Investigating missing country information in OpenAlex — and a method to recover some of it
How author affiliation history can significantly close the country-attribution gap
If you build a tool that visualises which countries publish in a given academic journal — and you source your data from OpenAlex — you'll eventually open a journal page and find a country-stacked-bar chart that adds up to far less than the journal's actual paper count. The remaining papers haven't disappeared; they show up in the "papers per year" line above the stack but contribute nothing to the country trends because OpenAlex's institutional graph doesn't yet have a country recorded for them.
For one particular journal we audited while building Journal Trends, 1,156 of its 1,456 OpenAlex-indexed works (≈ 79 %) were of unknown country origin — leaving the country chart showing only about a fifth of the actual catalogue. We don't yet know how typical this is across publishing as a whole (we plan to find out — see the end of the post), but the size of the gap on a single journal was striking enough to investigate properly.
This post lays out:
- Which OpenAlex fields we audited — and why only one provides a meaningful fallback
- The author-affiliation-history trick that can recover an additional ~12 percentage points of country coverage (~24 % of the missing papers)
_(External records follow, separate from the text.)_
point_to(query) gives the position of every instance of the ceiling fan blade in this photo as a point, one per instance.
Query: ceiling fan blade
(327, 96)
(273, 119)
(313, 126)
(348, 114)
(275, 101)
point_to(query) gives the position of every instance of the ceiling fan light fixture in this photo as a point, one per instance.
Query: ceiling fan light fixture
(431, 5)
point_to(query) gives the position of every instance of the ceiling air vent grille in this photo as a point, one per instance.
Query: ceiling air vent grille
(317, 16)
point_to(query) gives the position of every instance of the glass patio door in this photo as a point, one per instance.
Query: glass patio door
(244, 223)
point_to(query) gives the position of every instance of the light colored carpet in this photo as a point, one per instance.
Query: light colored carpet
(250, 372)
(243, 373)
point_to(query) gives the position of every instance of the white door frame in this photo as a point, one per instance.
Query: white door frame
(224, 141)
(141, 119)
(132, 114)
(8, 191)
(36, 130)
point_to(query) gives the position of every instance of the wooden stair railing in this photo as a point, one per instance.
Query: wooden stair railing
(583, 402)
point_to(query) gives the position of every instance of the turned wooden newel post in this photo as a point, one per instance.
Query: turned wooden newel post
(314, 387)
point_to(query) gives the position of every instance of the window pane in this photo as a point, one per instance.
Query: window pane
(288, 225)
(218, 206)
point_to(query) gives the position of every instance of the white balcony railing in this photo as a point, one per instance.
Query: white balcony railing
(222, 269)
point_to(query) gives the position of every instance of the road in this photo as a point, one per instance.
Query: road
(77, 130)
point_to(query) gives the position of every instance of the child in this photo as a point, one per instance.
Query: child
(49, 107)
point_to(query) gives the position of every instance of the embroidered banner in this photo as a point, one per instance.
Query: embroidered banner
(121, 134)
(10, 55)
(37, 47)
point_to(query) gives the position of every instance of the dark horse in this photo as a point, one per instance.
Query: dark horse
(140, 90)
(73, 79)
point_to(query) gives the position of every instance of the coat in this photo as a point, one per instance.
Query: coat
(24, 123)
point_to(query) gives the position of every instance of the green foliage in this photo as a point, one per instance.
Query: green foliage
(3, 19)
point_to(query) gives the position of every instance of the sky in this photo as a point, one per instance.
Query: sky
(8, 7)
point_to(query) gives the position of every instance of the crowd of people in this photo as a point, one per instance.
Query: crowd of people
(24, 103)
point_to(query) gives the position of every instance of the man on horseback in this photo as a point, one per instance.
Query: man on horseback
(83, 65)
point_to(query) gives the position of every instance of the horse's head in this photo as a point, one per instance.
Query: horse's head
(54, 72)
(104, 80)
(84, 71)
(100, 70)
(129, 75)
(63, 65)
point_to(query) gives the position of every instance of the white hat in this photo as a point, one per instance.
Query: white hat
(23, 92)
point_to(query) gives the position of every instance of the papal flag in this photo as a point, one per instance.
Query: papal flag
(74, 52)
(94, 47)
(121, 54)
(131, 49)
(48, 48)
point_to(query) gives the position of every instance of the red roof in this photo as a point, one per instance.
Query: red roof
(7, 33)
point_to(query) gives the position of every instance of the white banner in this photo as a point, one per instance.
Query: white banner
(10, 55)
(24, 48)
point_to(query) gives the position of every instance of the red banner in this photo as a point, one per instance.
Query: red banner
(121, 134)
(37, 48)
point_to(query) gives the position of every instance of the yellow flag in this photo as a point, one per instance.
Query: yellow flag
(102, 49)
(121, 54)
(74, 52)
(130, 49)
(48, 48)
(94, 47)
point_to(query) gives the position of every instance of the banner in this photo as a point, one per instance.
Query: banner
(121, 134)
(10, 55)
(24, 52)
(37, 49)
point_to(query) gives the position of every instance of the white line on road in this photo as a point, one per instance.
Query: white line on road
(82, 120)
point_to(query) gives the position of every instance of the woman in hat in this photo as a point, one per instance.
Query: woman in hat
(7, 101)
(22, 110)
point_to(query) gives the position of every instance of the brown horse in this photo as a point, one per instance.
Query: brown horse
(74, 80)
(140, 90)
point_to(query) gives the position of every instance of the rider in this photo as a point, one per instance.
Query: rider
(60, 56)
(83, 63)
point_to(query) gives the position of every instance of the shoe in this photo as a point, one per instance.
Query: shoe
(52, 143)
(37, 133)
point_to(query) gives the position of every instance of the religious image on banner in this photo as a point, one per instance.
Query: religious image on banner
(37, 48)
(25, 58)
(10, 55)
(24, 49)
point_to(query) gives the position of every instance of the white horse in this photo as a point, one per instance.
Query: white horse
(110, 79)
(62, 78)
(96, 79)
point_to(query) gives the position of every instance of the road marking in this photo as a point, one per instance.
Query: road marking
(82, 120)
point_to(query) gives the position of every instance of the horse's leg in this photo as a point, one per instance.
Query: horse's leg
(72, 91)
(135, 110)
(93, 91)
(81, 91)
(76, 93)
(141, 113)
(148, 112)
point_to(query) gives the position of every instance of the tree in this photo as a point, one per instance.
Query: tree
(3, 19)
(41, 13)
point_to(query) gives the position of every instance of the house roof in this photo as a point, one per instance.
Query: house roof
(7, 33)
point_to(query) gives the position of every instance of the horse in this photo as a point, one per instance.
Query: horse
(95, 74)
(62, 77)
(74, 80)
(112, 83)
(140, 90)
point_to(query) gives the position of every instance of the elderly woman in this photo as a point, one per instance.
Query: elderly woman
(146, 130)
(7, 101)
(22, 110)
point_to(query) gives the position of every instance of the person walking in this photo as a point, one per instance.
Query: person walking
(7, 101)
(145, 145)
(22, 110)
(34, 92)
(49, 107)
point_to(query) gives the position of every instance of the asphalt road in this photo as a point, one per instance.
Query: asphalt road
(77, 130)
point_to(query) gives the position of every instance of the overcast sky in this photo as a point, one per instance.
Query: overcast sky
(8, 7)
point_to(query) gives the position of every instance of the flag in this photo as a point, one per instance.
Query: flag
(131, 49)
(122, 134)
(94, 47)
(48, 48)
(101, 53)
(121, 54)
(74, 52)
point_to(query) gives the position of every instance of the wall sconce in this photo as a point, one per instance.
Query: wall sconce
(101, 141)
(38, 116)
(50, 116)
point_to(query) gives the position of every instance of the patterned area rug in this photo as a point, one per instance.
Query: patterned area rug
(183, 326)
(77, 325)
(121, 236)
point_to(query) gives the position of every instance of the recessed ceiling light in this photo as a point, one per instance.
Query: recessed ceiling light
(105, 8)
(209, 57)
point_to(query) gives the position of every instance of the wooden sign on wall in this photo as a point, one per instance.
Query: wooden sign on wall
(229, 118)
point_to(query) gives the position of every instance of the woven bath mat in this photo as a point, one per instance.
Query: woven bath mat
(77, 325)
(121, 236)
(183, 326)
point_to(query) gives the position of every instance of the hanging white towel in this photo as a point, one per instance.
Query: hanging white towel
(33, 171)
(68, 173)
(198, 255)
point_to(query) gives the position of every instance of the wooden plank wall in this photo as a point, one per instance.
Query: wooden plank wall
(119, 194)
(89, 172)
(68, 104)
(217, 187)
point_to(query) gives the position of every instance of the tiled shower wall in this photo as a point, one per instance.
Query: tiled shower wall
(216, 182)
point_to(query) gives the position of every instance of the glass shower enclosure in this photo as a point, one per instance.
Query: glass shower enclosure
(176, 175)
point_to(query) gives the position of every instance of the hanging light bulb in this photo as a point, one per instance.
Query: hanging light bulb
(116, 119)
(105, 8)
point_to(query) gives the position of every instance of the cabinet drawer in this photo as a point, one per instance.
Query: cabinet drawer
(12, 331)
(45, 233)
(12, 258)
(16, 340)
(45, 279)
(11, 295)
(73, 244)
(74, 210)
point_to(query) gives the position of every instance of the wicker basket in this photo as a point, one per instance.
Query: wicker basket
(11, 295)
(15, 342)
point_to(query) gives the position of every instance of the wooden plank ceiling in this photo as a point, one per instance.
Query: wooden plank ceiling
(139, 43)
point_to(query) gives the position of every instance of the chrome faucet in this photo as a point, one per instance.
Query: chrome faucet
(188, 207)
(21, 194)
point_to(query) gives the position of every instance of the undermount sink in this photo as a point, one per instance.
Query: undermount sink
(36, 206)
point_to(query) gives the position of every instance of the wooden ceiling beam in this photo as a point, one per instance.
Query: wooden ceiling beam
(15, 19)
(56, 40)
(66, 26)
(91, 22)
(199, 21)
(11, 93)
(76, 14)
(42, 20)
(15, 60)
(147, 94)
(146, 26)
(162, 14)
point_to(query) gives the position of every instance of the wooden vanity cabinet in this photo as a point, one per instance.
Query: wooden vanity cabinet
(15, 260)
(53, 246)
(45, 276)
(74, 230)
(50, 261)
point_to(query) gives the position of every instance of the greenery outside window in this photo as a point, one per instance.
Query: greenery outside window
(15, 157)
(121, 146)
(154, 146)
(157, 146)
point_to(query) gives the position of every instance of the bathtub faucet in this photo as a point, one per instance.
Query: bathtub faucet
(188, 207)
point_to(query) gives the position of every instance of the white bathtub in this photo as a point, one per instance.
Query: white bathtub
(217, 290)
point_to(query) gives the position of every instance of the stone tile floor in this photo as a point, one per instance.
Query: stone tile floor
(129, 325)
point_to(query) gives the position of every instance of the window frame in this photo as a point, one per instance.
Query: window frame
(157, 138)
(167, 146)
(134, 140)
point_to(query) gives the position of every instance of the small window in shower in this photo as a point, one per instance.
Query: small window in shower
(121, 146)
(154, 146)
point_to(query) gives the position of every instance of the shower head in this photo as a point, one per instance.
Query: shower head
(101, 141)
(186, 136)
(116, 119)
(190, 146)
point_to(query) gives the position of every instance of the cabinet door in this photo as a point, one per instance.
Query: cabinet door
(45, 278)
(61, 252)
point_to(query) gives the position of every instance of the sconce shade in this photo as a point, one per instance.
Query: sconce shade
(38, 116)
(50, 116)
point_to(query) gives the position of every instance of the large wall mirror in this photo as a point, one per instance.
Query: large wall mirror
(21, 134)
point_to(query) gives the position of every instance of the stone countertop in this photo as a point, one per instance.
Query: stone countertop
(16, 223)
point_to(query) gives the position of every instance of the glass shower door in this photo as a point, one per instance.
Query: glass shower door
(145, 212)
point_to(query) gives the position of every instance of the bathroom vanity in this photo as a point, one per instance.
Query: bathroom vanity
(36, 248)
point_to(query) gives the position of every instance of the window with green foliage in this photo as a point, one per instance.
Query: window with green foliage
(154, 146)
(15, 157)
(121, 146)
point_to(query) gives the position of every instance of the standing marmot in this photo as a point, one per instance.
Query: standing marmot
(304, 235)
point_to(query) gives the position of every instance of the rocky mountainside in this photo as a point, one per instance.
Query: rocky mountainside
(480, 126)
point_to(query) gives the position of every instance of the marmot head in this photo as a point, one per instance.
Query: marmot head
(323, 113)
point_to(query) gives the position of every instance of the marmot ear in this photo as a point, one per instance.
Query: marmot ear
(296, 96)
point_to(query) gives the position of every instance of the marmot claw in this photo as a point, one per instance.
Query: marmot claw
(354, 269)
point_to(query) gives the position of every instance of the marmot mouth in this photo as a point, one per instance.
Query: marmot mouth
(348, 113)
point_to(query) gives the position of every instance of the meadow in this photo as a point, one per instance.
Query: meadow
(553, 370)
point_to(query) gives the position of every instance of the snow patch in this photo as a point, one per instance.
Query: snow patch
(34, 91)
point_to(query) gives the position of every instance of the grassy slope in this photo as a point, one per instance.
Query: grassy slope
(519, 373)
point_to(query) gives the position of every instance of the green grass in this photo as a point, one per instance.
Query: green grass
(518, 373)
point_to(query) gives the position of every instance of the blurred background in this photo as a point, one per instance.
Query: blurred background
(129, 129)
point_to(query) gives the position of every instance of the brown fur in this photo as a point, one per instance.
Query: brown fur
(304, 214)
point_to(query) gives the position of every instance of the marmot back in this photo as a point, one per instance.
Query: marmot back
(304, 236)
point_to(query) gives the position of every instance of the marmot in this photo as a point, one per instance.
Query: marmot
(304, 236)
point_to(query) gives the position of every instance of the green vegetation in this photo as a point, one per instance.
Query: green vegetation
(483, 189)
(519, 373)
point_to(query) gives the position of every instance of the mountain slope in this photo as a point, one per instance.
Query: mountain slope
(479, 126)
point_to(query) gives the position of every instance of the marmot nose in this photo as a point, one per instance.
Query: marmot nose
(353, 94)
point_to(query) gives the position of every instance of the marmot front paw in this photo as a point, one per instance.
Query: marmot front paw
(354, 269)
- The trade-offs and what we're shipping in Journal Trends
- A planned journal-wide audit
What we audited
For that one journal, we pulled the full OpenAlex record (not the slim projection we usually fetch) for every paper and asked: is there ANY field, anywhere, that gives us a country signal we're not already using?
| Source | Papers covered | Useful as a fallback? |
|---|---|---|
authorships[].institutions[].country_code | 300 / 1,456 (21 %) | — baseline |
authorships[].countries[] | 300 / 1,456 (21 %) | No — exact same papers, derived from the same data |
Top-level countries_distinct_count | 300 / 1,456 (21 %) | No — same |
raw_affiliation_strings[] | 349 / 1,456 (24 %) | Marginal — +49 papers via brittle text-parsing for country names |
Top-level institutions_distinct_count > 0 | 1,026 / 1,456 (70 %) | No — counts the idea of institutions but reveals nothing about which countries |
So the standard fields are a dead-end. Any approach that stays within a single OpenAlex Work record is bounded by the 21 % baseline for this journal.
The author trick
OpenAlex's /authors/<id> endpoint returns each author's
affiliation history: a list of {institution, years[]}
entries showing where they've been affiliated and when. So even if Paper X (2010,
by Author A) has no institution attached, Paper Y (2010 in a different journal by
Author A) might — and A's profile records that affiliation with the year range.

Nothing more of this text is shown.